Muchos manifestantes blancos llevan pósters en contra de la supremacía blanca, la complicidad con ella, y la ignorancia. Uno de los pósters, quizás el más famoso, proclama: “Silencio blanco = violencia”.
Eslóganes como éste reflejan la creencia común de que la “sociedad blanca” es responsable del racismo, y no es difícil entender la razón por la que tantos han llegado a esta conclusión.
Vivimos en una sociedad empapada de racismo, donde la cima de nuestro sistema está ocupada, en su gran mayoría, por personas blancas.
Los políticos que mienten sobre el destino de las vidas negras, los policías que cometen los arrestos, los jueces que sentencian, y los jefes que contratan y despiden: todos son, por lo general, blancos.
Pero la ira en contra de la “complicidad blanca” no se limita a estas personas.
Entre aquellos liberales que se declaran “daltónicos”, ciegos al color de la piel, hay otro tipo de racismo encubierto que pretende cortar las alas a las expresiones de ira en contra del racismo. Se puede, dicen, sentir ira contra el esclavismo y su legado, pero ello no justifica el derrumbamiento de estatuas. Acertadamente, estas personas son también el blanco de la ira de los manifestantes.
Existen dentro de la teoría de la supremacía blanca ciertos apuntes a la idea de que todas las personas blancas son, en algún nivel, racistas, ya sea de manera consciente o inconsciente. Y que el “privilegio blanco” implica que todos los blancos se sitúan tras el interés común de perpetuar el prejuicio racial.
Iluminados
Parecería que no hay excepciones salvo por unos pocos iluminados en el campo académico de los estudios sobre la blanquitud.
Robin DiAngelo, formadora en diversidad en la Universidad de Washington y autora de White Fragility, apunta que “El problema con las personas blancas es que no escuchan. En mi experiencia, la mayoría de personas blancas no son en absoluto receptivas en lo que respecta a entender su impacto en los demás. Existe un rechazo a ver o entender, escuchar, oír, o validar”.

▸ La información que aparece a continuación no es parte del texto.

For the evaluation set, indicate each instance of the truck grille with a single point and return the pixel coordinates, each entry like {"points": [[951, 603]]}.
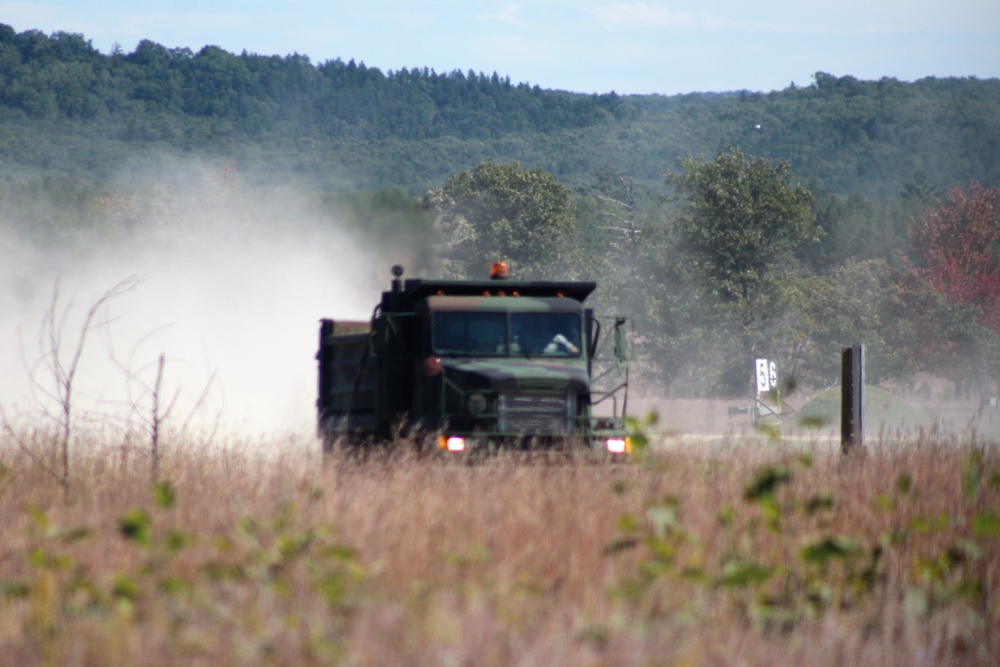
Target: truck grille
{"points": [[525, 413]]}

DiAngelo argumenta que las personas blancas temen hablar del racismo porque están implicadas personalmente en este racismo. Pero, al decir esto, DiAngelo parece no ser consciente de que este diálogo entre blancos y negros es precisamente lo que está teniendo lugar en cientos de manifestaciones.
Es positivo que estas protestas nos estén empujando a examinar de manera profunda la sociedad en la que vivimos y nuestro lugar en ella.
Las voces negras, normalmente suprimidas, están ahora pasando al primer plano de la discusión.
Pero existen tres principales problemas con la idea de que todos los blancos son racistas.
En primer lugar, se elimina la distinción entre distintos tipos de racismo, de modo que el racismo que motivó al policía que asesinó a George Floyd acaba siendo el mismo tipo de racismo que pueda tener el manifestante blanco antirracista con prejuicios inconscientes.
Vincular de este modo a un policía asesino con un manifestante blanco no le hace ningún favor al antirracismo. Es más, conjura una noción del racismo tan omnipotente que nada ni nadie en nuestra sociedad puede vencerlo.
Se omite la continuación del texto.